Gandal, N., & Halaburda, H. (2014). Competition in the Cryptocurrency Market. CESifo Working Paper Series No. 4980. Retrieved on May 19, 2021, from https://ssrn.com/abstract=2506577

Gandal, N., & Halaburda, H. (2016). Can We Predict the Winner in a Market with Network Effects? Competition in Cryptocurrency Market. Games, 7, 16. DOI:10.3390/g7030016

Irwin, A. S. M., & Milad, G. (2016). The use of crypto-currencies in funding violent jihad. Journal of Money Laundering Control, 19(4), 407-425. https://doi.org/10.1108/JMLC-01-2016-0003

Islam, M. R., Nor, R. B., Al-Shaikhli, I., & Mohammad, K. S. (2018). Cryptocurrency vs. Fiat Currency: Architecture, Algorithm, Cashflow & Ledger Technology on Emerging Economy: The Influential Facts of Cryptocurrency and Fiat Currency. 2018 International Conference on Information and Communication Technology for the Muslim World (ICT4M), 69-73. DOI:10.1109/ICT4M.2018.00022

Jumde, A., & Cho, B. (2020).
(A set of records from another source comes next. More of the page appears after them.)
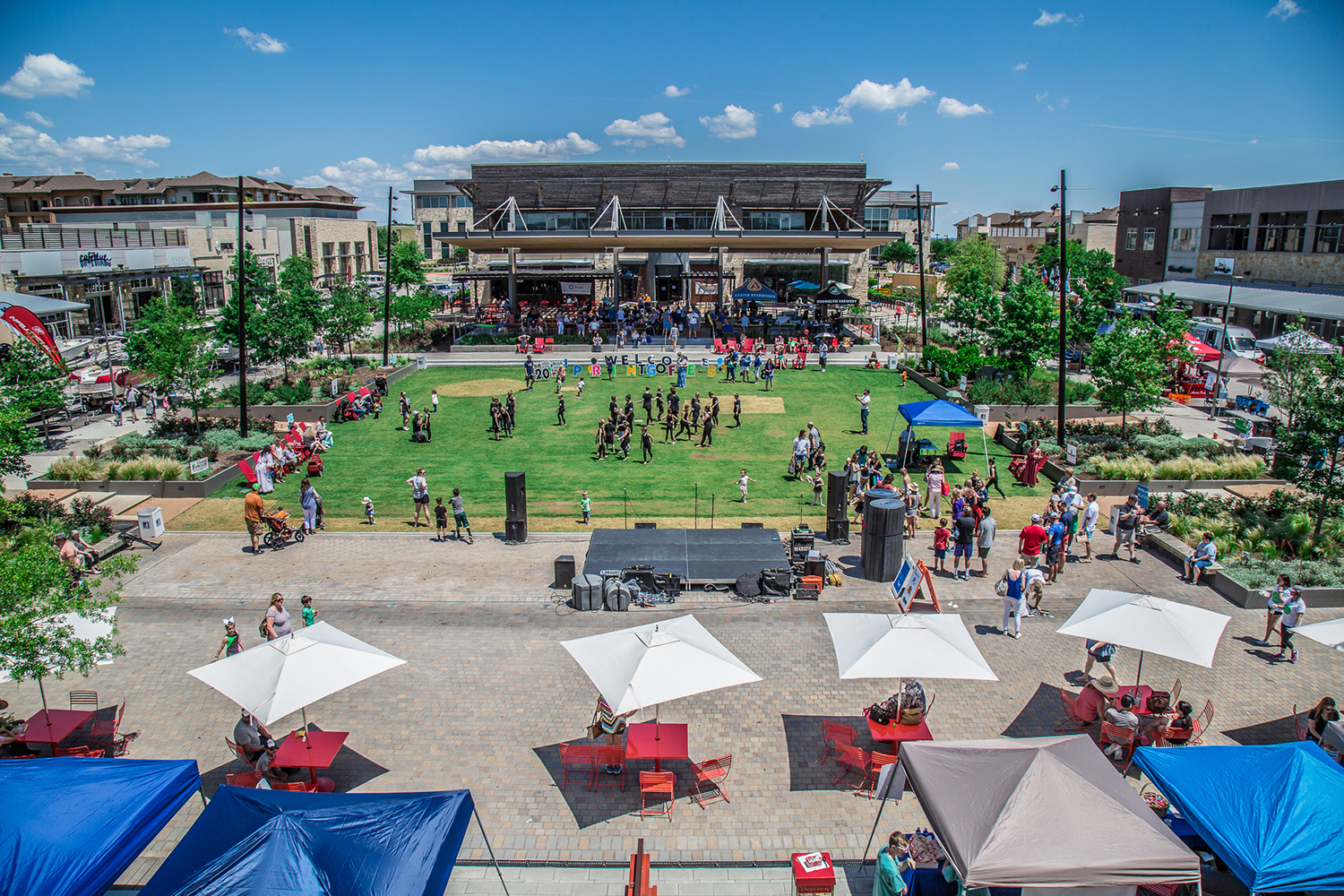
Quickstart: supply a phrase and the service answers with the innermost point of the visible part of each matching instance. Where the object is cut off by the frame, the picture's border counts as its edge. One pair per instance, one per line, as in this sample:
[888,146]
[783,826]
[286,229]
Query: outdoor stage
[696,555]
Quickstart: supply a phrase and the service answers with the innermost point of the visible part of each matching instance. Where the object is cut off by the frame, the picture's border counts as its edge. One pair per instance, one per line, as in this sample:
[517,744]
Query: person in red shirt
[1030,541]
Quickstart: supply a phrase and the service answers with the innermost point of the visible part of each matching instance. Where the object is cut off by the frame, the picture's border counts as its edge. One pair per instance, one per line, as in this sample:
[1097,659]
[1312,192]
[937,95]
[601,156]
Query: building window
[1328,231]
[1185,239]
[1284,231]
[1230,233]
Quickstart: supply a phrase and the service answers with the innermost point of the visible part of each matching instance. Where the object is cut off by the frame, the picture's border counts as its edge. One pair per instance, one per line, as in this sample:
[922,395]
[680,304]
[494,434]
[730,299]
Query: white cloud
[258,40]
[734,124]
[650,128]
[949,108]
[27,145]
[46,75]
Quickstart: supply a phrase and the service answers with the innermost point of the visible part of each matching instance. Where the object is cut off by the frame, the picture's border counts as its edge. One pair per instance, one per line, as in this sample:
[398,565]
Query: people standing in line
[460,517]
[419,495]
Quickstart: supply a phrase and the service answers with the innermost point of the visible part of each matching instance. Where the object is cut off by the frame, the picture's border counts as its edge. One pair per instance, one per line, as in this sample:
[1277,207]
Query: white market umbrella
[913,645]
[1328,633]
[282,676]
[650,664]
[1148,625]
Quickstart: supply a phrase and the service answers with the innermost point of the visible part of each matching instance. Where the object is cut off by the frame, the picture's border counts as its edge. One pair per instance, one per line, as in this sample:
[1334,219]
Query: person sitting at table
[247,735]
[1096,697]
[1322,715]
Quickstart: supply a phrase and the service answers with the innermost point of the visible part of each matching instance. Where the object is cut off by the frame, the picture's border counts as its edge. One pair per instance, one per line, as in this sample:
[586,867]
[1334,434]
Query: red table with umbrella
[658,742]
[314,751]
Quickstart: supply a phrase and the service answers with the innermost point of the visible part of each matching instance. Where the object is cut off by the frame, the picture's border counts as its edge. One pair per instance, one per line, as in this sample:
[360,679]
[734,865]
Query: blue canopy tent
[269,841]
[1271,813]
[72,825]
[937,413]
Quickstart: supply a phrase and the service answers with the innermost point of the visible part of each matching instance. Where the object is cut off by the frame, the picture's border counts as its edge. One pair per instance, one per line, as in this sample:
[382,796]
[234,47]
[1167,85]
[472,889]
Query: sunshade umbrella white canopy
[1328,633]
[655,662]
[1148,625]
[282,676]
[913,645]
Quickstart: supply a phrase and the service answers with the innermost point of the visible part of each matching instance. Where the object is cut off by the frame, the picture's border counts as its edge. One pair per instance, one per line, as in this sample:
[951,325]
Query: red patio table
[312,753]
[658,742]
[895,734]
[54,726]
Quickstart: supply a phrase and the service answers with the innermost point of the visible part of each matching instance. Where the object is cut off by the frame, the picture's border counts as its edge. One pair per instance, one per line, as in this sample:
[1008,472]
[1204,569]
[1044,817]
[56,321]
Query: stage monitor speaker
[515,495]
[838,495]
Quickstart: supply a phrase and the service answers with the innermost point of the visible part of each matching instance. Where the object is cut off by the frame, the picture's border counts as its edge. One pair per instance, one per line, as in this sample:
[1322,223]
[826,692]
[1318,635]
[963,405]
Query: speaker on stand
[515,506]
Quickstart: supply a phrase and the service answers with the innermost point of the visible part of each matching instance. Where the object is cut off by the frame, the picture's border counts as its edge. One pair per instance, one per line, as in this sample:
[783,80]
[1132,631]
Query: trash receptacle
[151,522]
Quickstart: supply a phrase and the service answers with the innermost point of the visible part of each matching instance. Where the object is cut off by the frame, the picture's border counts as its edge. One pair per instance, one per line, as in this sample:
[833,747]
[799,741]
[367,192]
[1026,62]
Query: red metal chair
[851,759]
[835,735]
[577,759]
[659,786]
[607,755]
[710,774]
[244,780]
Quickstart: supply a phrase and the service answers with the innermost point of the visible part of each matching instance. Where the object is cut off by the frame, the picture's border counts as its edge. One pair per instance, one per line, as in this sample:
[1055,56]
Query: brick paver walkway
[488,692]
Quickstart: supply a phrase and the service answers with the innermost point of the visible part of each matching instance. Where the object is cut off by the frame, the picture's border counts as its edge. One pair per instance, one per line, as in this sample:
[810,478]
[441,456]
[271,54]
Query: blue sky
[981,102]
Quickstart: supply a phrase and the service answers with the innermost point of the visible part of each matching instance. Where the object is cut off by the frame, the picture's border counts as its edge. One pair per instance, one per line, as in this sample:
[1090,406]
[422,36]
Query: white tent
[1148,624]
[287,675]
[655,662]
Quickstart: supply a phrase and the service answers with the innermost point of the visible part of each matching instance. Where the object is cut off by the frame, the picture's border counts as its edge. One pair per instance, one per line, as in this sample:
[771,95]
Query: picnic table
[316,750]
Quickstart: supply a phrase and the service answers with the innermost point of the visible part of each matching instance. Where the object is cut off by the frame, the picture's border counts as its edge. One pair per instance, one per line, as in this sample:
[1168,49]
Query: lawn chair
[1124,737]
[835,735]
[656,785]
[577,759]
[1072,721]
[710,775]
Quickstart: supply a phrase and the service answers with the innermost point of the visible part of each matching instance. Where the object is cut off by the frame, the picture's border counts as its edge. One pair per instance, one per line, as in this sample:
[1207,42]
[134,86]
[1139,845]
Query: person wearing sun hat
[1097,696]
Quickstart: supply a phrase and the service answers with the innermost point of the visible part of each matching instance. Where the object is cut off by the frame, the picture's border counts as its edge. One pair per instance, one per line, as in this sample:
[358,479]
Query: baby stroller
[280,530]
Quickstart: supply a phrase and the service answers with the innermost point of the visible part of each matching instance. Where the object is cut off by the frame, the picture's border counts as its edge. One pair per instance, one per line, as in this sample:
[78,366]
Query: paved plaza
[488,694]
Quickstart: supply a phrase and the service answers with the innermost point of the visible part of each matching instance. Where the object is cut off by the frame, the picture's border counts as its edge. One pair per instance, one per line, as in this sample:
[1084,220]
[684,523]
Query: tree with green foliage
[175,349]
[973,281]
[900,252]
[1027,328]
[32,382]
[408,271]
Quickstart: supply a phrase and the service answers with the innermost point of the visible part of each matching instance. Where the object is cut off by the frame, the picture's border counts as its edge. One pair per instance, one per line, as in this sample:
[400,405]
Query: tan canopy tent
[1042,812]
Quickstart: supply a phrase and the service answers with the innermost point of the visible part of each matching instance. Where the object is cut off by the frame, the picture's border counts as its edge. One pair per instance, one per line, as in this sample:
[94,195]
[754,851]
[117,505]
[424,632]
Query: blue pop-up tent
[73,825]
[938,413]
[1271,813]
[271,841]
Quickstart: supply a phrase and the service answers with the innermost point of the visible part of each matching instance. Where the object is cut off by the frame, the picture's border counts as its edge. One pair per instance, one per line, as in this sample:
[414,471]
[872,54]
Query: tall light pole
[1064,295]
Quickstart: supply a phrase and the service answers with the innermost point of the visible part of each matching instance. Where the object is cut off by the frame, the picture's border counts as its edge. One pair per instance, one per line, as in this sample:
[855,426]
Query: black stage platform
[696,555]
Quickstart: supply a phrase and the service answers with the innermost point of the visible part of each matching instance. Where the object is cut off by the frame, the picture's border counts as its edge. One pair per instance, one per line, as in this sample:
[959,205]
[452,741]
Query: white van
[1241,341]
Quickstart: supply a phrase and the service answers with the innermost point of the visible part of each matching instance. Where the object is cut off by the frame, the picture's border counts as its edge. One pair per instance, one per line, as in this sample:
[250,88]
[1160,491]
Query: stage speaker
[883,535]
[838,495]
[515,495]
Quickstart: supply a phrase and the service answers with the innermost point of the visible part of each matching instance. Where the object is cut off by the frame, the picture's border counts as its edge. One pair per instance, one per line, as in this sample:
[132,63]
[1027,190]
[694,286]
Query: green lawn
[375,458]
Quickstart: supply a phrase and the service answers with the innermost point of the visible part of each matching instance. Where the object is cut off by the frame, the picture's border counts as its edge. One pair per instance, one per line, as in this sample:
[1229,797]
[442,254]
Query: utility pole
[924,314]
[242,319]
[387,276]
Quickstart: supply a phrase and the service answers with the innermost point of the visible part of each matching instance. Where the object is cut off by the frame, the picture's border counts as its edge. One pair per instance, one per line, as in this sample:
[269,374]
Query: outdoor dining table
[317,750]
[53,726]
[656,740]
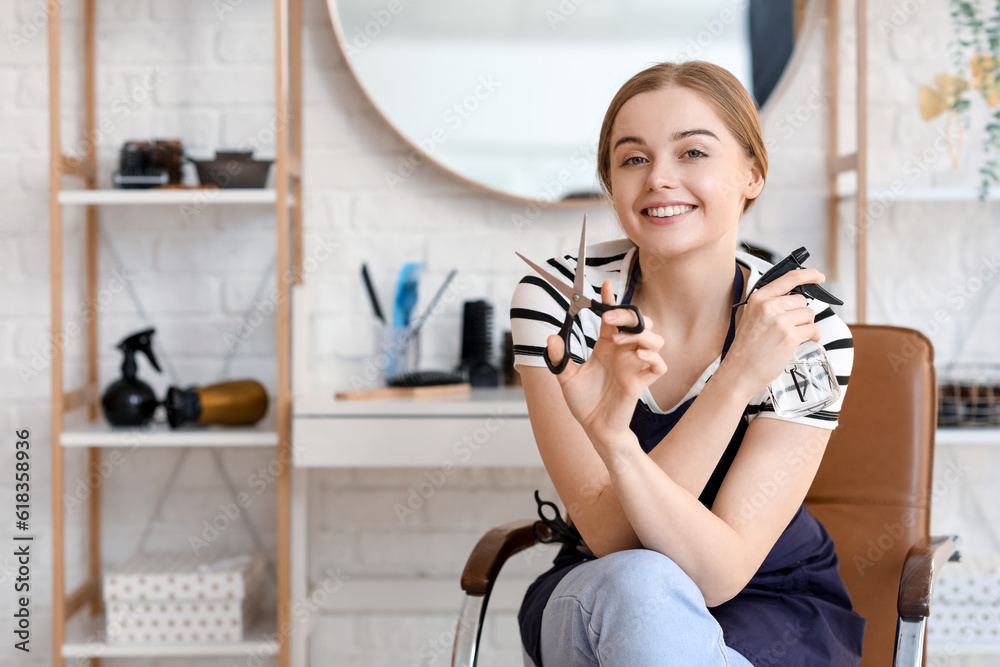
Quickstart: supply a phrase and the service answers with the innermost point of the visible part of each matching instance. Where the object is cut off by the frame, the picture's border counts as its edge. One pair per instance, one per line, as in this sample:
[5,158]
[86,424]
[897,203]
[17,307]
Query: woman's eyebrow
[676,137]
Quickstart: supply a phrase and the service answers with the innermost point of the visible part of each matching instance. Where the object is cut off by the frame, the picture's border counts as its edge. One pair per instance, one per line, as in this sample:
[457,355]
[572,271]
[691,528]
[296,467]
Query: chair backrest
[873,488]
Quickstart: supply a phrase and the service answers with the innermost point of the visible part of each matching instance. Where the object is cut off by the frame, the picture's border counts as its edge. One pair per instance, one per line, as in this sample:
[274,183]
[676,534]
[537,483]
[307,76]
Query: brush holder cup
[398,352]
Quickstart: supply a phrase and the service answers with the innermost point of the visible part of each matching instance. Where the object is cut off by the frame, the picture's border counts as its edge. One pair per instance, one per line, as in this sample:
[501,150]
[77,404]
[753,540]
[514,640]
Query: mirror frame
[806,25]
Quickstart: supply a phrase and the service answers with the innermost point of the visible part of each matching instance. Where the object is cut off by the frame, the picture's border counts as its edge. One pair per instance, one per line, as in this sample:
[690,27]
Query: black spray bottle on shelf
[129,401]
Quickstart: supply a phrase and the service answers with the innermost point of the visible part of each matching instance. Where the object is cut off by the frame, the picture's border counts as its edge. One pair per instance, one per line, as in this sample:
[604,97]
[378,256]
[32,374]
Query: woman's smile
[667,215]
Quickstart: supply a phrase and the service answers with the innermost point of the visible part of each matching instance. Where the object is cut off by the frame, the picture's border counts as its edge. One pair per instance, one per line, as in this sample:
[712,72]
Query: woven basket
[969,395]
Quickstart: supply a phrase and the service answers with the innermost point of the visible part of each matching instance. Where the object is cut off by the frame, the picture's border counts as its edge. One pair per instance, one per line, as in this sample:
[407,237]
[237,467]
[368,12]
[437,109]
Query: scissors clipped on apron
[578,302]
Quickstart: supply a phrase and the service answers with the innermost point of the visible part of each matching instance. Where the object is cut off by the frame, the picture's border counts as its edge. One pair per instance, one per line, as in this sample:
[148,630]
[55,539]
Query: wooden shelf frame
[286,198]
[858,160]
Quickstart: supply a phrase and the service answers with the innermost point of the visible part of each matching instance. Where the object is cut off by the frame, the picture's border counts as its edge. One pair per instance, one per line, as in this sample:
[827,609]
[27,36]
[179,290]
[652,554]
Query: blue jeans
[636,608]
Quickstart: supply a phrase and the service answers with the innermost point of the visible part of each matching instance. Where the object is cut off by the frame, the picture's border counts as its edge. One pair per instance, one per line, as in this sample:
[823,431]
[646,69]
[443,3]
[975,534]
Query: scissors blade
[563,288]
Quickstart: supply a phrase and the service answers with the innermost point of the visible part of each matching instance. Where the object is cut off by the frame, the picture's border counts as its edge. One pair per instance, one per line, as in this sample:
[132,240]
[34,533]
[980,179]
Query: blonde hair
[717,86]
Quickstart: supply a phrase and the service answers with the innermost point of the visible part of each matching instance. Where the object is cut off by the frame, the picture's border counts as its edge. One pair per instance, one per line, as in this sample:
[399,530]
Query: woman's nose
[661,174]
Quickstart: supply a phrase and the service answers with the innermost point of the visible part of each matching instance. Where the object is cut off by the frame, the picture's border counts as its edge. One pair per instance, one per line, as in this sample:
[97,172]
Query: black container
[129,401]
[233,169]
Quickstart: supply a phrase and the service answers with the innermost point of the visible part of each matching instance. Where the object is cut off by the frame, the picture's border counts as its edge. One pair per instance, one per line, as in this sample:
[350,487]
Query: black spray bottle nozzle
[791,263]
[141,341]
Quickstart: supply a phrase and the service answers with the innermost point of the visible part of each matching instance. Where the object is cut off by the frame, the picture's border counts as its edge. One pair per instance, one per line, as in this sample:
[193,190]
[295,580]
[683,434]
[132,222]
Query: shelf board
[198,197]
[86,638]
[968,436]
[480,401]
[953,646]
[101,434]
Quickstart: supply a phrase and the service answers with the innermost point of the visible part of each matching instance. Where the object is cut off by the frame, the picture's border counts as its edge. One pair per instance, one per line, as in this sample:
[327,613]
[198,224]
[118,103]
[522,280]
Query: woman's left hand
[602,393]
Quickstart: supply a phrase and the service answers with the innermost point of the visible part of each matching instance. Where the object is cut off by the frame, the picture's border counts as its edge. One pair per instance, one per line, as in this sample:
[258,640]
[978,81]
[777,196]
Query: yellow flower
[949,89]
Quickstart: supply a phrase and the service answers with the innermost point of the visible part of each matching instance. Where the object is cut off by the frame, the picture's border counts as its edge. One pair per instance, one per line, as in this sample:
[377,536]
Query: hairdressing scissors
[577,301]
[558,530]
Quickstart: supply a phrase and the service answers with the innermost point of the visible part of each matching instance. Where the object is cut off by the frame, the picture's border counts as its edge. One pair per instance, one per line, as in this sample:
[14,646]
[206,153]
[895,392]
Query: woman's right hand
[773,325]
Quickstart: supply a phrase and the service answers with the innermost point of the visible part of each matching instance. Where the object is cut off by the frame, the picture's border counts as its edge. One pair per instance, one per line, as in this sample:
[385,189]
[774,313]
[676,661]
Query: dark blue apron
[794,612]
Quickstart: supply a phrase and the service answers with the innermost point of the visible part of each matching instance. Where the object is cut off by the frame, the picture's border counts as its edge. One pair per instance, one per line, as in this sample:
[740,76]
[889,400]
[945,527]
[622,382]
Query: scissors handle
[564,334]
[601,308]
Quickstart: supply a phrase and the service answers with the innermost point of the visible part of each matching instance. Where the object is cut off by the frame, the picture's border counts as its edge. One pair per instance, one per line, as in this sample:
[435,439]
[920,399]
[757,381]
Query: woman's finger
[648,339]
[556,348]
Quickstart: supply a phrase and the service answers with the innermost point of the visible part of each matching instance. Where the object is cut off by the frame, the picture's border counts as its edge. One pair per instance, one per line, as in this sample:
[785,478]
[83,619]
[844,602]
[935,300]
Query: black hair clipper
[791,263]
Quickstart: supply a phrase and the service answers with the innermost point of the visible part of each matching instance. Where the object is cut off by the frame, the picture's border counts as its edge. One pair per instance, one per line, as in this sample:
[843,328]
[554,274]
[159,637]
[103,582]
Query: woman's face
[678,176]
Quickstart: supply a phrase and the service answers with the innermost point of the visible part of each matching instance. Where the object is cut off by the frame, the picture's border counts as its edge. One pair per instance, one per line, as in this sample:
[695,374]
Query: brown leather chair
[872,493]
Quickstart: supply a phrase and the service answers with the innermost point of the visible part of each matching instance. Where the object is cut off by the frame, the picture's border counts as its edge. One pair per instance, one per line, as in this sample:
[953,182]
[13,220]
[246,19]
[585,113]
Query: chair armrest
[923,561]
[492,551]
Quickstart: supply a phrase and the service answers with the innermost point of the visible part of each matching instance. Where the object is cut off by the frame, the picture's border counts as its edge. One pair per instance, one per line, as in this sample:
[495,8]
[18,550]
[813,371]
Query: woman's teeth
[667,211]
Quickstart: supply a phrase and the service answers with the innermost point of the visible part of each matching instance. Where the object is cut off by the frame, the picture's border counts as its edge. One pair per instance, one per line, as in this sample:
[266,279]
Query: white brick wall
[195,279]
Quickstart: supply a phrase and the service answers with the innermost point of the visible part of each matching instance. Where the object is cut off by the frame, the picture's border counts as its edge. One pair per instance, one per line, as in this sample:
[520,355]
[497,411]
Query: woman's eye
[628,161]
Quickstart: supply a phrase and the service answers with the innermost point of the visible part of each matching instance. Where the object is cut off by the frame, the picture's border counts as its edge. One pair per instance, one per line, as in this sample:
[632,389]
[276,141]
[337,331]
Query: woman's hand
[773,325]
[602,393]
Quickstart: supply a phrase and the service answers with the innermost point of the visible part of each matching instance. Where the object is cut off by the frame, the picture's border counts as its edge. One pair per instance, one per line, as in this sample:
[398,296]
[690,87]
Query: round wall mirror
[510,95]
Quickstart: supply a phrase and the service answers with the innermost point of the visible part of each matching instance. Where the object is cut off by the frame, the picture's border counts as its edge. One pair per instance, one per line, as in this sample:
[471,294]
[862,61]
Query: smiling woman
[690,562]
[551,67]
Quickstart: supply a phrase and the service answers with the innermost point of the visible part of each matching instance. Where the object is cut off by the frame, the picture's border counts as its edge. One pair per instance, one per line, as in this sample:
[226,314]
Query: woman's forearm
[669,519]
[688,455]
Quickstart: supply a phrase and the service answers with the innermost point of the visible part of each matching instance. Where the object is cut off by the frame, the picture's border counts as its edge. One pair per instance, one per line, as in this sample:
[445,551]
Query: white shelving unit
[77,630]
[101,434]
[178,197]
[86,638]
[967,436]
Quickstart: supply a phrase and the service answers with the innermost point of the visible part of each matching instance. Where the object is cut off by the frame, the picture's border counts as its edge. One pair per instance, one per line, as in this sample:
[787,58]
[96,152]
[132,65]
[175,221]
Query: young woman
[703,552]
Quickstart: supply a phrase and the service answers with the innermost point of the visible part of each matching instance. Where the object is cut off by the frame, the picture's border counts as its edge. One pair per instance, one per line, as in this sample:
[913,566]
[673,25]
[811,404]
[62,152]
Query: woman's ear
[755,184]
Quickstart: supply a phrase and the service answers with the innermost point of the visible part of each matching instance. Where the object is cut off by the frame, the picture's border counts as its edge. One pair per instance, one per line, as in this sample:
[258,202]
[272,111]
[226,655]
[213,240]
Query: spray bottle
[129,401]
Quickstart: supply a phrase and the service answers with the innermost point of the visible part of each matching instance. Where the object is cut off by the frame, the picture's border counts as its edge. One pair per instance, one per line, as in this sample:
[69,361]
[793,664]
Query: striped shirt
[537,310]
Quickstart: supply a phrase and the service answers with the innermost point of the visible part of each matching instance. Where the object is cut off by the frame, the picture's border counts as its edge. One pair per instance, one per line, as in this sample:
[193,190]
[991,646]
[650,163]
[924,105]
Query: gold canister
[234,403]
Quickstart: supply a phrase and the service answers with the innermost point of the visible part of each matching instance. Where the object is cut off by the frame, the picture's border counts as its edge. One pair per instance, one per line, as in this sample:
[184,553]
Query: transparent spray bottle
[808,382]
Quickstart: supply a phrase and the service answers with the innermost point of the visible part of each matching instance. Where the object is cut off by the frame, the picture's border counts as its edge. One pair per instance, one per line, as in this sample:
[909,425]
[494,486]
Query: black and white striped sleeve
[838,342]
[537,310]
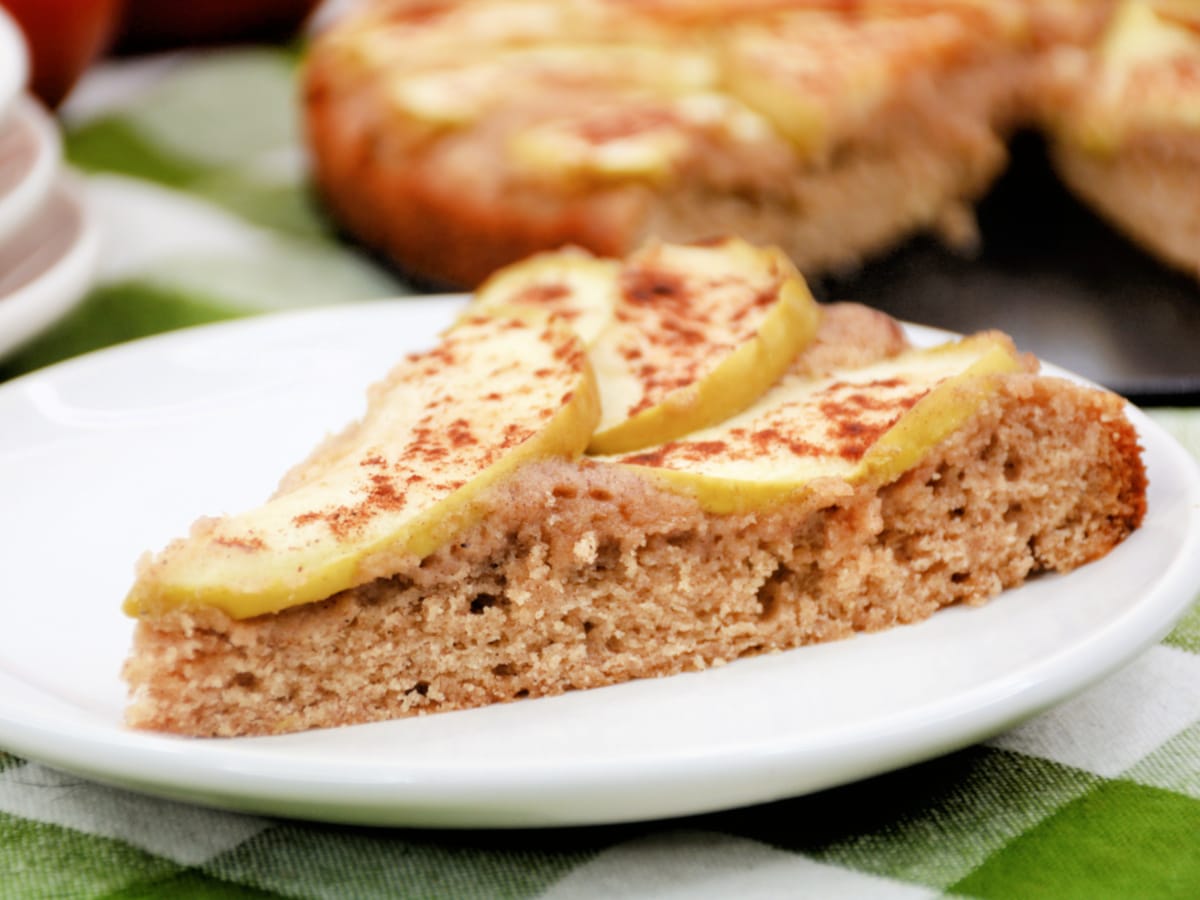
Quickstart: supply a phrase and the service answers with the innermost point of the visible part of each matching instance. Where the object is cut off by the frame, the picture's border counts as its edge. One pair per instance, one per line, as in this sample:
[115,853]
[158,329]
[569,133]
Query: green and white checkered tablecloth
[196,173]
Can cryptocurrencies overtake the fiat money. International Journal of Business Performance Management, 21, 6. DOI:10.1504/ijbpm.2020.10027629

Mell, P. (2019). Augmenting Fiat Currency with an Integrated Managed Cryptocurrency. ArXiv, abs/1912.06487.

Peprah, W. K., Afriyie, A., Abandoh-Sam, J. A., & Afriyie, E. (2018). Dollarization 2.0 a Cryptocurrency: Impact on Traditional Banks and Fiat Currency. The International Journal of Academic Research in Business and Social Sciences, 8(6), 341-349. DOI:10.6007/IJARBSS/V8-I6/4213

Yuneline, M. H. (2019). Analysis of cryptocurrency’s characteristics in four perspectives. Journal of Asian Business and Economic Studies, 26(2), 206-219.